Akalın, HIV enfeksiyonunun en sık cinsel temas ve damar içi uyuşturucu kullananlarda tıpkı enjektörün paylaşılması ile bulaştığını tabir ederek, “Bunun yanı sıra kan transfüzyonu, organ transplantasyonu, HIV ile yaşayan anniçin bebeğe ve sıhhat çalışanlarında mesleksel maruziyet daha sonrası bulaşma olabilir.” dedi.
Türkiye’de HIV virüsü ile yaşayanların en ağır oldukları yaş aralığının 20-45 olduğunu aktaran Akalın, son senelerda resmi kayıtlara giren HIV virüslü kişi sayısının azalmasının ise test yaptırma imkanlarının Kovid-19 salgınından olumsuz etkilenmesine bağlandığını, 2023 yılında bu artış ivmesinin olağana dönmesinin beklendiğini bildirdi.
Akalın, bu artışın önüne geçebilmek için cinsel yolla bulaşan enfeksiyonlardan korunma konusunda şuurun artırılması gerektiğini kaydetti.
HIV enfeksiyonu ile AIDS’in tıpkı olmadığına dikkati çeken Akalın, şu biçimde devam etti:
“HIV bedene girdikten daha sonra ekseriyetle viral bir üst teneffüs yolu enfeksiyonu üzere seyreden akut periyodunu, kronik enfeksiyon periyodu izler. bu vakitte de HIV enfeksiyonundan şüphelenebileceğimiz ağızda yinelayan mantar enfeksiyonları, gece yanığı (zona) üzere hastalıklar oluşabilir. HIV bedene girdikten daha sonra bağışıklık sisteminin hücrelerini vakit ortasında direkt ve dolaylı olarak hasara uğratır, azaltır ve bağışıklık sistemini zayıflatır.”
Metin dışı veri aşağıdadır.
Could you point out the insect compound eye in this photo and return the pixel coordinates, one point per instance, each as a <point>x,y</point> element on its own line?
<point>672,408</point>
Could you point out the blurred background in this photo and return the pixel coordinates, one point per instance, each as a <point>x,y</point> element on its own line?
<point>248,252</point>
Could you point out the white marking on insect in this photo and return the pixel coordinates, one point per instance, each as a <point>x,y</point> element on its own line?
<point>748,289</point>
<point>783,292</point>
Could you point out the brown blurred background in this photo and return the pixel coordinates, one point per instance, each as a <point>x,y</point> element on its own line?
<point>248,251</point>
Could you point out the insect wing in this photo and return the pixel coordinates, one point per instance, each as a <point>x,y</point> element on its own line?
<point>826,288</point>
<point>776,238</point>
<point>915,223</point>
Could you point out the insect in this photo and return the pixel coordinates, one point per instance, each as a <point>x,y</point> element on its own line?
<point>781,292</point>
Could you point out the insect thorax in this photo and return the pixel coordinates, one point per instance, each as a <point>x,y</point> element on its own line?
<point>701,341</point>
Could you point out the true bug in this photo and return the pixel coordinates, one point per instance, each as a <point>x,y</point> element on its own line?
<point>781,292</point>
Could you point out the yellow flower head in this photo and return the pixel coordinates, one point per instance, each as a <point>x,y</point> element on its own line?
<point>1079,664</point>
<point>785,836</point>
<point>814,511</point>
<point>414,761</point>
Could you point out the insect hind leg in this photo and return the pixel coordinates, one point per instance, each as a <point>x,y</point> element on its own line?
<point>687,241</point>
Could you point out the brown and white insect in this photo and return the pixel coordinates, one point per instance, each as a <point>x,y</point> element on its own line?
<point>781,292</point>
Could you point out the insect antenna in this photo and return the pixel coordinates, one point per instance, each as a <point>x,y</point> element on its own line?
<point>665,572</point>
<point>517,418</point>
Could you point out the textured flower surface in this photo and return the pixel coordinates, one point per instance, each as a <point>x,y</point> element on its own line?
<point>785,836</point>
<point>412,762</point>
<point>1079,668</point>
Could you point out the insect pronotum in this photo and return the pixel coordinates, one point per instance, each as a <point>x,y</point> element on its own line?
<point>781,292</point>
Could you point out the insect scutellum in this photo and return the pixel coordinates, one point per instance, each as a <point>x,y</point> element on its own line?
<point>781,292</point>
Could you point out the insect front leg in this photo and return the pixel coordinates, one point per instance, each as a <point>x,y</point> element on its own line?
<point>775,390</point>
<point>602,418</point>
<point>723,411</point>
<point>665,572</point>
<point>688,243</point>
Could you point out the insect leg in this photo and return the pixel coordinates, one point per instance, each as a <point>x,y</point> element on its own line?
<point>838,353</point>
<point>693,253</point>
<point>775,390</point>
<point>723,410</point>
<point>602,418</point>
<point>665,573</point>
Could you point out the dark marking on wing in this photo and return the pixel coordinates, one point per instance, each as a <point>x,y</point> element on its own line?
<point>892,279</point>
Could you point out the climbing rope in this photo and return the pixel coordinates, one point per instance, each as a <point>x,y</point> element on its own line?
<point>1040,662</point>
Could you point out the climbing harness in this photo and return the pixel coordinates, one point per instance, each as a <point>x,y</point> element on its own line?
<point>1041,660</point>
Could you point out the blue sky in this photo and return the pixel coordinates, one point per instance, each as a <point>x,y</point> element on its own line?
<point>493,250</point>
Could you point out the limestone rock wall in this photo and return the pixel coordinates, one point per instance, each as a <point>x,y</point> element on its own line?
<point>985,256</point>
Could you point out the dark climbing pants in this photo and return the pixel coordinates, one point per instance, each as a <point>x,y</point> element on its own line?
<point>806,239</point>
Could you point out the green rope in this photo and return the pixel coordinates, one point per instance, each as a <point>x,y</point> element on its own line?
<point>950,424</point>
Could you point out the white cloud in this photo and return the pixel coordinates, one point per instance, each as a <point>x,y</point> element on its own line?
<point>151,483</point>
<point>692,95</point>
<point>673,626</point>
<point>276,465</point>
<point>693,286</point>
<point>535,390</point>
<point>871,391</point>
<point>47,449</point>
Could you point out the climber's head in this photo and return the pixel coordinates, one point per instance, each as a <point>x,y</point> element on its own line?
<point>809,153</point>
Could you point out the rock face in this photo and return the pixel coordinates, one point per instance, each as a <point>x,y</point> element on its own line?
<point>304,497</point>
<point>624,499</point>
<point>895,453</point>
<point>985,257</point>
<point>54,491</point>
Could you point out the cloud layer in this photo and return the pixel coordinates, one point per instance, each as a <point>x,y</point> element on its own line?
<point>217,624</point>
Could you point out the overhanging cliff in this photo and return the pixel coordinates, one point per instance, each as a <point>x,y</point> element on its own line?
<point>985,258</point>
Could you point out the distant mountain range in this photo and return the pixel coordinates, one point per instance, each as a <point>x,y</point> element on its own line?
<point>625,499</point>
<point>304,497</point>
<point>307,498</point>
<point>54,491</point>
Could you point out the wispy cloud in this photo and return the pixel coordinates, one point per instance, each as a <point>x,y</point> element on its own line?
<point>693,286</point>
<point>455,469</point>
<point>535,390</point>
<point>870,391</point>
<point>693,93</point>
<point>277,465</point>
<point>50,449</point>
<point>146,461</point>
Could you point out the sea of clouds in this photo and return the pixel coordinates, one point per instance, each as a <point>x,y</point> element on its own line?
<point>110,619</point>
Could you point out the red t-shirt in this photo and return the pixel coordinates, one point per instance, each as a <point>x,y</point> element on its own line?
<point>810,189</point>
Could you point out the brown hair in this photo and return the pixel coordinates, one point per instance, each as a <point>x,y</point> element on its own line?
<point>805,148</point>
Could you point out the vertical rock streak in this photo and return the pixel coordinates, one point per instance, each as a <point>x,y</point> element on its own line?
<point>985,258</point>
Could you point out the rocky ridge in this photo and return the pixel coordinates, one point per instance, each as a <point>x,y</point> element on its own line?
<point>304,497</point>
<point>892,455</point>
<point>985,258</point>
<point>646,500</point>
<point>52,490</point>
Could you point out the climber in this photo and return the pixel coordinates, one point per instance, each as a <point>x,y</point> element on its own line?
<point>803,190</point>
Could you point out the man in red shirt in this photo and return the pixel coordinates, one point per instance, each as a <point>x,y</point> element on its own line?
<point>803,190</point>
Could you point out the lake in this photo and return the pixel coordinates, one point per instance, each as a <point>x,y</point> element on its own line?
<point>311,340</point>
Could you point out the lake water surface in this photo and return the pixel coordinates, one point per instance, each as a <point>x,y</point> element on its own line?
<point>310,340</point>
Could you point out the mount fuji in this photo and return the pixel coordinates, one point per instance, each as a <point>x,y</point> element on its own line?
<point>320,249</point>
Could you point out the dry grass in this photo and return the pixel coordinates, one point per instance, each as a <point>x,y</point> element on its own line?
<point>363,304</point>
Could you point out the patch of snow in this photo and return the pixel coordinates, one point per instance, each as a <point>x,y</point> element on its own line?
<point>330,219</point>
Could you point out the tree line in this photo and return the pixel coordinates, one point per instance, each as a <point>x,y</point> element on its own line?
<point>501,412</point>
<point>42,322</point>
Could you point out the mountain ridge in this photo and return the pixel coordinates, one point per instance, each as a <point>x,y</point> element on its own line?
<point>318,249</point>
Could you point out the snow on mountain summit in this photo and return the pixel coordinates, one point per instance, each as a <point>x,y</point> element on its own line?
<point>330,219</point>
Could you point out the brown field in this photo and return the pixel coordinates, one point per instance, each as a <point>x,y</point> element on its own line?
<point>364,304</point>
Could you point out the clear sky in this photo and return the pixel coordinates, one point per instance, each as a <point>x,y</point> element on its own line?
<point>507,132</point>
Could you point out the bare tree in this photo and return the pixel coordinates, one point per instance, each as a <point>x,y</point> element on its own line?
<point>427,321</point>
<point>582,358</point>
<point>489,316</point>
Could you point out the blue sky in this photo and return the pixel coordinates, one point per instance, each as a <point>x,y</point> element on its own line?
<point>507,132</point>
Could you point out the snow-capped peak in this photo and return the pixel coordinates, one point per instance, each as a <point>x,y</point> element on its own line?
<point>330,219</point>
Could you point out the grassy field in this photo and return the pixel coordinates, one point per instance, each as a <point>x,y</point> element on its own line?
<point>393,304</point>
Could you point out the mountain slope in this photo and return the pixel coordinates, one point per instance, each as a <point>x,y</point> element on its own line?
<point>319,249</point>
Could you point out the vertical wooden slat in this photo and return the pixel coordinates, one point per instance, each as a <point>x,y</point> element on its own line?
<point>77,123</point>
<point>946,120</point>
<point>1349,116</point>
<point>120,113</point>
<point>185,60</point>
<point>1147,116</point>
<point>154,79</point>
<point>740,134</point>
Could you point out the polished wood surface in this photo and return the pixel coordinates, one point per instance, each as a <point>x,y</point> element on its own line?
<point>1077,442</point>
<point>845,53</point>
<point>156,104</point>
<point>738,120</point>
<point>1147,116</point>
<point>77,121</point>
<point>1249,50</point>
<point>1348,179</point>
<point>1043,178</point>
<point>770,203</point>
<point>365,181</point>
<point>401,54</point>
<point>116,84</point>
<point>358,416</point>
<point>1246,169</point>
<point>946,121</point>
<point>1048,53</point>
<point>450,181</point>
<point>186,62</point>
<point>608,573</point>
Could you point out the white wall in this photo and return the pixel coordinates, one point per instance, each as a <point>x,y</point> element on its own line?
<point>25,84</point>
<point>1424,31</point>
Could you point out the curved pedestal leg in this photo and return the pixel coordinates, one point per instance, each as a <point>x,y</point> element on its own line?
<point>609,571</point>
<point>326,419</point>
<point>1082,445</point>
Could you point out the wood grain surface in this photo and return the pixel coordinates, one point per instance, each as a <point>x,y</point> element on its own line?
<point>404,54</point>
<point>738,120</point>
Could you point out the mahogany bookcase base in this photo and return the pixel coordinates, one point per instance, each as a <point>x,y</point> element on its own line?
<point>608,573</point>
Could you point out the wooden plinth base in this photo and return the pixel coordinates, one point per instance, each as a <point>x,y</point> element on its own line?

Prof. Dr. Akalın, bu bağışıklık sistemi hücrelerinin sayısının da aşikâr bir oranın altına düşmesi ile AIDS periyodunun başladığına işaret ederek, “HIV enfeksiyonu şayet vaktinde tanınarak tedavi edilmezse yaklaşık 8-10 yıllık müddet ortasında bu periyoda ulaşılır. Bağışıklık sisteminin güzelce zayıfladığı bu vakitte, bağışıklık sisteminin olağan olduğu şahıslarda hastalık yapmayan ya da sık görülmeyen mikroorganizmaların yaptığı fırsatçı enfeksiyonlar ve kaposi sarkomu, lenfoma üzere kanserler gelişir.” bilgisini verdi.
– “2021’de 1,5 milyon yeni HIV enfeksiyonu saptandı”
2021 sonu itibariyle dünyada 38,4 milyon HIV enfeksiyonu ile yaşayan kişi olduğunun kestirim edildiğini belirten Akalın, şunları kaydetti:
“Günümüze kadar yaklaşık 40 milyon kişi, AIDS ya da AIDS ile bağlı fırsatçı enfeksiyon ya da kanserlerden kaybedilmiştir. 2021 yılında 1,5 milyon yeni HIV enfeksiyonu saptanmış olup, AIDS ve AIDS ile bağlantılı komplikasyonlar niçiniyle 650 bin kişi hayatını yitirmiştir. Ülkemizde 2021 yılı sonu itibariyle Sıhhat Bakanlığı resmi kayıtlarında 26 bini erkek, 32 bin 376 kişi HIV ile yaşıyor olarak raporlanmıştır. Hastalığını bilmeyen şahısların olma mümkünlüğünün yüksek olması niçiniyle ülkemizde HIV ile yaşayanların sayısının 65-70 bin içinde olduğu kestirim edilmektedir ve Dünya Sıhhat Örgütü’nün iddiası de bu istikamettedir. “
Haber Sitelerinden Alıntı Yapılmıştır.